Erik ten Hag od samego początku sezonu zaczął stawiać na swojego byłego podopiecznego z czasów Ajaksu. Do tej pory 27-latek wystąpił w 14 meczach i zachował cztery czyste konta. Recenzje zbierał mieszane, czasami zdarzały mu się głupie błędy, ale z biegiem czasu dyspozycja wyglądała coraz lepiej. Dowodem postawa w derbach Manchesteru, gdzie Onana był jednym z najlepszych na boisku, chociaż jego zespół przegrał 0:3 (0:1).

Teraz „Daily Mail” przekonuje, że już za kilka miesięcy Czerwone Diabły mogą mieć spory problem związany z nieobecnością bramkarza. Golkiper planuje bowiem wyjazd na Puchar Narodów Afryki, który rozpocznie się w styczniu 2024 roku. W poprzedniej edycji Kamerun zajął trzecie miejsce.

Jeśli informacje o wyjeździe zostaną potwierdzone, Manchester United zostanie bez swojej „jedynki”. To komplikuje sytuację kadrową Ten Haga. Na ten moment poza Onaną Holender może liczyć na Toma Heatona lub Altaya Bayindira, lecz nie są to przekonujące kandydatury.

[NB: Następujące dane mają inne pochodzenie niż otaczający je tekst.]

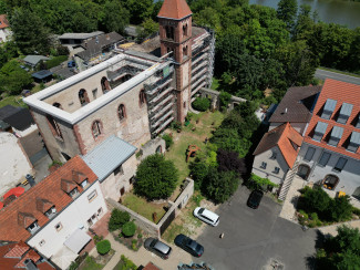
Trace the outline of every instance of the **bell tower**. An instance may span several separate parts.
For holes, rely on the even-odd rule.
[[[185,0],[164,0],[157,14],[162,55],[173,52],[177,121],[184,123],[192,97],[192,11]]]

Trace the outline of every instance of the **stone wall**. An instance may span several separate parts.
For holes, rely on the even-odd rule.
[[[143,216],[138,215],[137,212],[128,209],[127,207],[119,204],[117,201],[113,200],[112,198],[107,198],[107,202],[110,205],[110,208],[117,208],[122,211],[127,211],[132,219],[134,219],[135,224],[142,228],[147,233],[161,238],[160,228],[163,226],[163,224],[166,221],[167,218],[169,218],[171,214],[175,210],[175,216],[177,216],[181,212],[181,209],[184,208],[184,206],[187,204],[188,199],[194,194],[194,180],[191,178],[186,178],[184,181],[184,189],[181,193],[181,195],[176,198],[175,202],[168,200],[169,209],[167,212],[162,217],[162,219],[158,221],[158,224],[154,224],[150,221],[148,219],[144,218]]]

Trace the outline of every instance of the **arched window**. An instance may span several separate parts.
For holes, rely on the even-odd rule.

Doświadczony Anglik oraz ściągnięty niedawno Turek konsekwentnie przesiadują na ławce rezerwowych.

Na ten moment nie wiadomo, jak klub z Old Trafford rozwiąże swój potencjalny problem. Z zaskakującymi doniesieniami przybyło „The Sun”, które spekuluje o tymczasowym powrocie Davida de Gei, gdyż Hiszpan wciąż nie znalazł nowego pracodawcy. Te wieści zostawimy jednak bez dalszego komentarza.